A few foreign investors have been encouraged by the state’s plan. Firms have almost entirely been shut out of the offshore bond market, where many global asset managers and hedge funds are trying to recoup losses following missed payments. The funds raised by developers fell by a quarter last year compared with the year before. But on January 12th Dalian Wanda Commercial Management priced a $400m junk bond, the first in more than a year and a sign that some well-known developer-linked groups may slowly return to the offshore dollar-bond market in the coming year. Fidelity and BlackRock, two American asset managers, bought into the offering, according to Reorg, a research house.

The effort could lead to housing-market stabilisation and a slight rebound in sales in the second quarter of the year, according to analysts at Morgan Stanley, a bank—roughly what the government has in mind. But officials must tread a fine line. Too much funding would revive old problems of oversupply, and do so at a time when China’s population is beginning to fall. Vacancy rates hit 7% in China’s biggest cities last year and 12% in second-tier cities, much higher than the global average, reckons JPMorgan, another bank. About 70% of homes sold since 2018 have been bought by people who already own at least one.

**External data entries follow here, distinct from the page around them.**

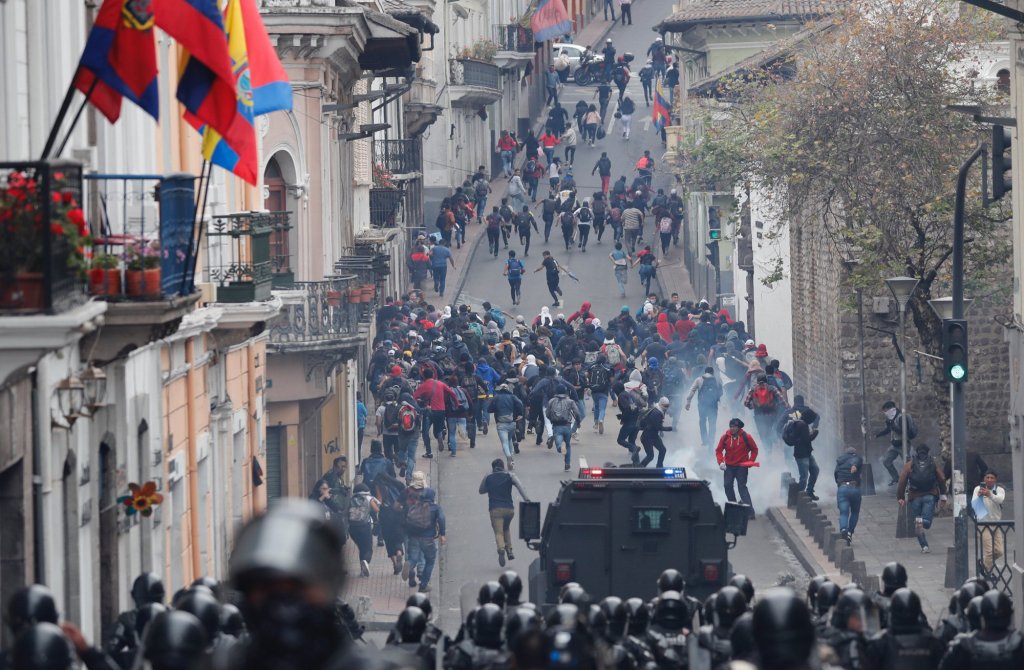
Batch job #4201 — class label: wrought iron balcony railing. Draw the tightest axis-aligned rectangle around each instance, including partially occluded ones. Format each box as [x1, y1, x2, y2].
[0, 161, 90, 315]
[494, 24, 536, 53]
[374, 139, 423, 179]
[208, 212, 274, 302]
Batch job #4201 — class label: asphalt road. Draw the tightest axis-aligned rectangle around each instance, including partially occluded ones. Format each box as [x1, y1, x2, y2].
[434, 1, 807, 630]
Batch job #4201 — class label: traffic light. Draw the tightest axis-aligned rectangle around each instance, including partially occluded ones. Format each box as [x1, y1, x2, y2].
[708, 207, 722, 243]
[992, 126, 1014, 200]
[942, 319, 968, 383]
[705, 240, 718, 267]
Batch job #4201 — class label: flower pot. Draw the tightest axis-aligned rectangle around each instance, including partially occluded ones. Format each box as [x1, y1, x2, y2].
[89, 267, 122, 295]
[125, 267, 160, 296]
[0, 273, 46, 309]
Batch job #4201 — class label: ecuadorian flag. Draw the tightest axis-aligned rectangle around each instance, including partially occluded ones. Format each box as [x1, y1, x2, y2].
[650, 80, 669, 132]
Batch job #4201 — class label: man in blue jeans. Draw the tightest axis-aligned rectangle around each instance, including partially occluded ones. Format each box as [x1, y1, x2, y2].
[896, 444, 946, 553]
[546, 385, 583, 472]
[836, 447, 864, 546]
[430, 239, 455, 296]
[406, 489, 447, 593]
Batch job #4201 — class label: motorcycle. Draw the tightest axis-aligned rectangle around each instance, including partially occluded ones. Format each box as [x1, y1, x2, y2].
[572, 55, 604, 86]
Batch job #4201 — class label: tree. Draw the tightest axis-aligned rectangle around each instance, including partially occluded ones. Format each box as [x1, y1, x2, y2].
[678, 0, 1011, 350]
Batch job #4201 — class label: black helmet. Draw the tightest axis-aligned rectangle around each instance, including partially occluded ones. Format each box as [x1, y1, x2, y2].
[715, 586, 748, 628]
[229, 498, 343, 601]
[545, 602, 580, 628]
[498, 570, 522, 605]
[135, 602, 167, 639]
[807, 575, 831, 612]
[406, 592, 434, 621]
[220, 602, 246, 639]
[174, 589, 220, 644]
[752, 588, 820, 670]
[964, 595, 985, 632]
[981, 589, 1014, 633]
[729, 575, 754, 604]
[887, 590, 921, 633]
[657, 568, 686, 593]
[650, 591, 691, 629]
[558, 586, 590, 610]
[956, 582, 985, 614]
[476, 581, 505, 608]
[7, 584, 59, 635]
[626, 598, 650, 635]
[131, 573, 167, 609]
[729, 612, 754, 661]
[191, 577, 221, 599]
[142, 610, 208, 670]
[10, 621, 75, 670]
[473, 602, 505, 650]
[814, 582, 843, 617]
[394, 605, 427, 643]
[831, 588, 869, 630]
[882, 560, 906, 595]
[505, 608, 544, 647]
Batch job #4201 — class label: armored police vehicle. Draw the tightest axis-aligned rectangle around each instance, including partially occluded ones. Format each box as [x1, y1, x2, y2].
[518, 467, 750, 604]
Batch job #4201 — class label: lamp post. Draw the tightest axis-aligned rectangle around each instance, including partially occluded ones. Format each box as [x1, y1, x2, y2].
[886, 277, 918, 463]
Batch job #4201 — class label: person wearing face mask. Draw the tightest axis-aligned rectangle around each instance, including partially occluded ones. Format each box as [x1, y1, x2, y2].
[874, 401, 918, 487]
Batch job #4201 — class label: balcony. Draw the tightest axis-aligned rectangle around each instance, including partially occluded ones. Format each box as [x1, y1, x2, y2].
[209, 212, 273, 302]
[0, 161, 89, 316]
[370, 186, 406, 228]
[449, 58, 502, 109]
[493, 24, 537, 70]
[374, 139, 423, 181]
[269, 276, 376, 353]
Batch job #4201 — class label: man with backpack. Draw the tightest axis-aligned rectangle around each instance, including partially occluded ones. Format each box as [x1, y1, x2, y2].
[874, 401, 918, 487]
[587, 356, 614, 435]
[743, 374, 787, 455]
[715, 418, 758, 518]
[545, 384, 583, 472]
[686, 366, 722, 449]
[896, 444, 946, 553]
[502, 248, 537, 304]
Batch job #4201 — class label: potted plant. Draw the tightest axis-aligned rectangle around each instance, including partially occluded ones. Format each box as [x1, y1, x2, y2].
[89, 253, 121, 295]
[125, 240, 160, 296]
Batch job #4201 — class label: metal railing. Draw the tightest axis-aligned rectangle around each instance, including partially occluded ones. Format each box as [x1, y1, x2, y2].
[374, 139, 423, 176]
[270, 277, 362, 344]
[0, 161, 90, 315]
[972, 516, 1014, 595]
[494, 24, 536, 53]
[209, 212, 272, 302]
[449, 58, 502, 90]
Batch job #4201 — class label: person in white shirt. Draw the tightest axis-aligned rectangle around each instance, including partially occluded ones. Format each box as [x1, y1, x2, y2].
[971, 470, 1007, 570]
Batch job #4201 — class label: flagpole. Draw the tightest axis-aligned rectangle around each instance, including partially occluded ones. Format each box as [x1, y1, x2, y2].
[39, 77, 90, 161]
[53, 78, 99, 158]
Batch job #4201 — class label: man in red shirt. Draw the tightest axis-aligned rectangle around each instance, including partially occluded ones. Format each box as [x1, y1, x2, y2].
[413, 368, 458, 458]
[715, 418, 758, 518]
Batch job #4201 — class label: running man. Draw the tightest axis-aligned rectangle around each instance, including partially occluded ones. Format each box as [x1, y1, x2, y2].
[534, 250, 565, 307]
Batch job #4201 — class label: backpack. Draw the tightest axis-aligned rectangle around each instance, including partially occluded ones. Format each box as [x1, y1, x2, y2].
[348, 496, 370, 524]
[452, 386, 469, 412]
[751, 385, 775, 410]
[398, 403, 417, 432]
[907, 456, 939, 491]
[383, 401, 400, 432]
[406, 500, 434, 531]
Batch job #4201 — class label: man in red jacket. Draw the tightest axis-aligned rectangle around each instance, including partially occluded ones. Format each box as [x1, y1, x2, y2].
[715, 418, 758, 518]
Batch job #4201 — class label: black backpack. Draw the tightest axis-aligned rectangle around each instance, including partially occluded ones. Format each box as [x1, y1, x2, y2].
[907, 454, 939, 492]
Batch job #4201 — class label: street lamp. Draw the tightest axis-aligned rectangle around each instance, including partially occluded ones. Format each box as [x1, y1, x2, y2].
[886, 277, 918, 463]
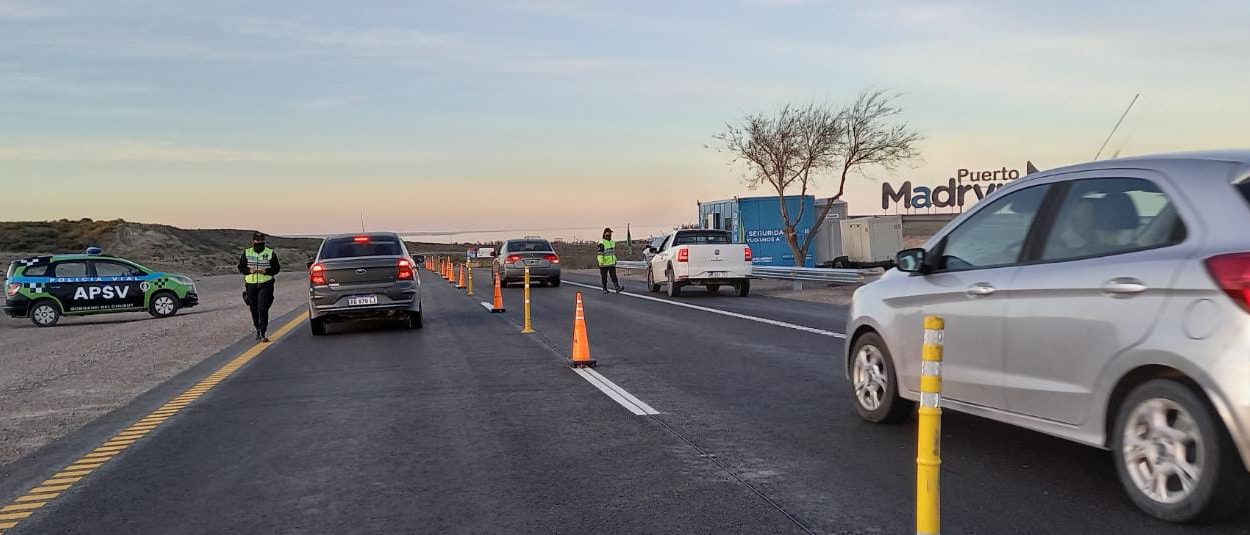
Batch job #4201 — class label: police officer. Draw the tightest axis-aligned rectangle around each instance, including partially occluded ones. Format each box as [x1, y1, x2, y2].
[239, 233, 281, 343]
[596, 229, 625, 294]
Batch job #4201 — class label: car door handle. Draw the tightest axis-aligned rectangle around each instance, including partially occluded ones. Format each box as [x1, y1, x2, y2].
[1103, 279, 1146, 298]
[964, 283, 999, 298]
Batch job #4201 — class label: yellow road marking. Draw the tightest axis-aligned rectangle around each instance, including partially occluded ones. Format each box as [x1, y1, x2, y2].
[0, 313, 308, 535]
[0, 501, 45, 513]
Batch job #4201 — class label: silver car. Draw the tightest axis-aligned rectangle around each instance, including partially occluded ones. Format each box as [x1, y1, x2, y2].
[845, 151, 1250, 523]
[309, 233, 424, 336]
[495, 236, 560, 286]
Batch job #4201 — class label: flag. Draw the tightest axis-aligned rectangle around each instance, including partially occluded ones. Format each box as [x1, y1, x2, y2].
[625, 223, 634, 258]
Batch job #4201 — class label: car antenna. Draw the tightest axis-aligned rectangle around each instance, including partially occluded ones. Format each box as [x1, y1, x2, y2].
[1094, 93, 1141, 160]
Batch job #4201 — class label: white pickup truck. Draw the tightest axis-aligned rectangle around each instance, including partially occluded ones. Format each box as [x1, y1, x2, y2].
[645, 229, 751, 298]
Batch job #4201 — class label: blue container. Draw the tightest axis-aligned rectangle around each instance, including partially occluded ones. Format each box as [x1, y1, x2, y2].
[699, 195, 816, 268]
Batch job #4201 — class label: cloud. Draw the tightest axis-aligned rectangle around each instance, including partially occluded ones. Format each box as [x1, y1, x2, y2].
[0, 0, 53, 20]
[0, 140, 428, 164]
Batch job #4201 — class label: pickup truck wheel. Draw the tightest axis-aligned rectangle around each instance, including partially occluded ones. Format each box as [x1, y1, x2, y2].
[665, 269, 681, 298]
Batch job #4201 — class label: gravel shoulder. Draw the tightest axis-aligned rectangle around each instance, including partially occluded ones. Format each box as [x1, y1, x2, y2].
[566, 269, 856, 305]
[0, 273, 308, 465]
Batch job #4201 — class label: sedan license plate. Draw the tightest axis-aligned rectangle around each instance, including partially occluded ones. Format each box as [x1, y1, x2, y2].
[348, 295, 378, 306]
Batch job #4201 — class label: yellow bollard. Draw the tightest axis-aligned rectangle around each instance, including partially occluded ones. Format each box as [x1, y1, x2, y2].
[916, 316, 946, 535]
[521, 266, 535, 334]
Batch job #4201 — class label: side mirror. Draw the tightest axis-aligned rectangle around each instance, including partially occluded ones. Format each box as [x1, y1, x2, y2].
[896, 249, 929, 274]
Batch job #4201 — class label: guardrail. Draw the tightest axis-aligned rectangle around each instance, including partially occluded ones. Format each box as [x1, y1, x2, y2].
[616, 260, 881, 284]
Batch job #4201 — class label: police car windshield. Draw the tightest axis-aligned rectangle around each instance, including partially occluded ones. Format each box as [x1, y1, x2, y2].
[508, 240, 553, 253]
[321, 236, 403, 260]
[673, 230, 730, 245]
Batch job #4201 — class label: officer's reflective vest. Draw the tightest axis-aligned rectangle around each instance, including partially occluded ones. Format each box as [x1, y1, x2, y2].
[599, 240, 616, 268]
[243, 248, 274, 284]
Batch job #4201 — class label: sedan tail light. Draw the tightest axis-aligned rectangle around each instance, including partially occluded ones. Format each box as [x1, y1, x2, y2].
[1206, 253, 1250, 313]
[309, 263, 325, 286]
[395, 259, 414, 280]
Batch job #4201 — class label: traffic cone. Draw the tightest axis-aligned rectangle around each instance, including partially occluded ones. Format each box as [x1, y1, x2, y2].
[490, 275, 505, 313]
[569, 291, 595, 368]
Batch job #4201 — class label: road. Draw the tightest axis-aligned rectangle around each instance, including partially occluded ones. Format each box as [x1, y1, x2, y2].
[0, 271, 1250, 534]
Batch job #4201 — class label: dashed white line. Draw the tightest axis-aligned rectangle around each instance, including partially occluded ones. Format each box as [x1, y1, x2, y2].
[573, 368, 660, 416]
[564, 280, 846, 339]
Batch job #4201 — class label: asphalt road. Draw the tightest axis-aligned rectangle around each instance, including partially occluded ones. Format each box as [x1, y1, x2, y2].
[0, 271, 1250, 534]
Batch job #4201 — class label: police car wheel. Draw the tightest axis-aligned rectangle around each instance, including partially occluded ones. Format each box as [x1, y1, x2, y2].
[30, 299, 61, 328]
[148, 291, 178, 318]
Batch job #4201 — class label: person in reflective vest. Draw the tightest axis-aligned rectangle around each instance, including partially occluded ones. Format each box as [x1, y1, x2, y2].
[239, 233, 281, 343]
[598, 229, 625, 294]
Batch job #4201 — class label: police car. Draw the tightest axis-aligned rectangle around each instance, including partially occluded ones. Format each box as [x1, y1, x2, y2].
[4, 248, 200, 328]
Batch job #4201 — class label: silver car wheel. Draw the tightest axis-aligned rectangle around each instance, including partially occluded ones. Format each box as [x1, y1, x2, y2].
[154, 295, 174, 316]
[851, 345, 890, 411]
[1123, 398, 1204, 504]
[33, 305, 56, 325]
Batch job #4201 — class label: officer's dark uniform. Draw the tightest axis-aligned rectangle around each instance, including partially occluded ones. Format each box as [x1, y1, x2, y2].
[239, 233, 281, 341]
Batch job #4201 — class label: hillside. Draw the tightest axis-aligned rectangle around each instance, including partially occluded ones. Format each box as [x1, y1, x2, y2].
[0, 219, 480, 275]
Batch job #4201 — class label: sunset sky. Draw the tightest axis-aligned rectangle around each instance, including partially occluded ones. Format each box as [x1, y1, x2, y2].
[0, 0, 1250, 234]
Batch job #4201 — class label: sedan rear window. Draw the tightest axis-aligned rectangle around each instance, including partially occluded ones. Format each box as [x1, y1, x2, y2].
[673, 230, 730, 245]
[320, 236, 403, 260]
[508, 240, 554, 253]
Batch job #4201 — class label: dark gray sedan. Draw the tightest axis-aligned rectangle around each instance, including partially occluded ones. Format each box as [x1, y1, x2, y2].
[309, 233, 421, 336]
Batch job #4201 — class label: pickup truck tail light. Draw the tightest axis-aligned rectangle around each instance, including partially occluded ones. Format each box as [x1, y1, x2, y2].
[1206, 253, 1250, 313]
[395, 259, 414, 280]
[309, 263, 326, 286]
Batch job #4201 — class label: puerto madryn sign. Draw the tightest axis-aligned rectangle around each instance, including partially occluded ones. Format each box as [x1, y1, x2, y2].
[881, 164, 1033, 210]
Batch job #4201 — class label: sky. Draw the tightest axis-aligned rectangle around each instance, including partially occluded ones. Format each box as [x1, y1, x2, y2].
[0, 0, 1250, 234]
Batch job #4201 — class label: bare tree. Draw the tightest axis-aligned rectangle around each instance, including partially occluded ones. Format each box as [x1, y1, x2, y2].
[715, 104, 843, 265]
[714, 90, 923, 266]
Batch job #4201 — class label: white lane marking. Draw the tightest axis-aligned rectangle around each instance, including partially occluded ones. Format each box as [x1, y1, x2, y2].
[564, 280, 846, 339]
[573, 368, 660, 416]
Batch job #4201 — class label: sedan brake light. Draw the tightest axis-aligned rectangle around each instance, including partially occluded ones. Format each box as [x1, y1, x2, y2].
[1206, 253, 1250, 313]
[395, 259, 414, 280]
[309, 263, 325, 285]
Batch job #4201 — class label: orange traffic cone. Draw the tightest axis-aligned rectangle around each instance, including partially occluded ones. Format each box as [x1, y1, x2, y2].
[490, 274, 506, 313]
[569, 291, 595, 368]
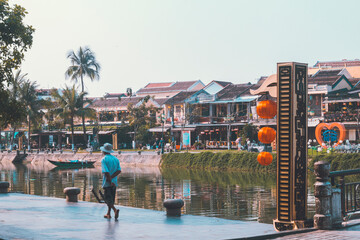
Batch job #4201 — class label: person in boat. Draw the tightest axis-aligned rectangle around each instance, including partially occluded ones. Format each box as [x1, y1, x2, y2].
[100, 143, 121, 220]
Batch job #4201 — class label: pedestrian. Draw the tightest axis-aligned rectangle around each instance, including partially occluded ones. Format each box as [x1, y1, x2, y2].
[235, 136, 241, 151]
[246, 138, 251, 152]
[100, 143, 121, 220]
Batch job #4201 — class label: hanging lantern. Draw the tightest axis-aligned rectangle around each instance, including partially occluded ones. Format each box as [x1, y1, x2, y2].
[256, 100, 277, 119]
[258, 127, 276, 144]
[257, 152, 273, 166]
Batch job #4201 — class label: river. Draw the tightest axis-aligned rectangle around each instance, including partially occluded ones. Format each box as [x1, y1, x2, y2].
[0, 164, 315, 224]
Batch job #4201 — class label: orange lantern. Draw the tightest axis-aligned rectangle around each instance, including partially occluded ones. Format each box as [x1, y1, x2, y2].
[257, 152, 272, 166]
[256, 100, 277, 119]
[258, 127, 276, 144]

Speculation has made Chinese homes the most expensive in the world on a price-to-income basis. Hong Hao of grow Investment, an asset-management firm, says the “three-red-lines” policy at least obliged developers to slow down the rate at which they took on debt. The campaign brought on huge problems for the Chinese economy, but without it “the situation would be much worse”, he adds. If the government ends up pouring too much money into the bail-out it could lead to another wave of excess, and more empty seaside projects.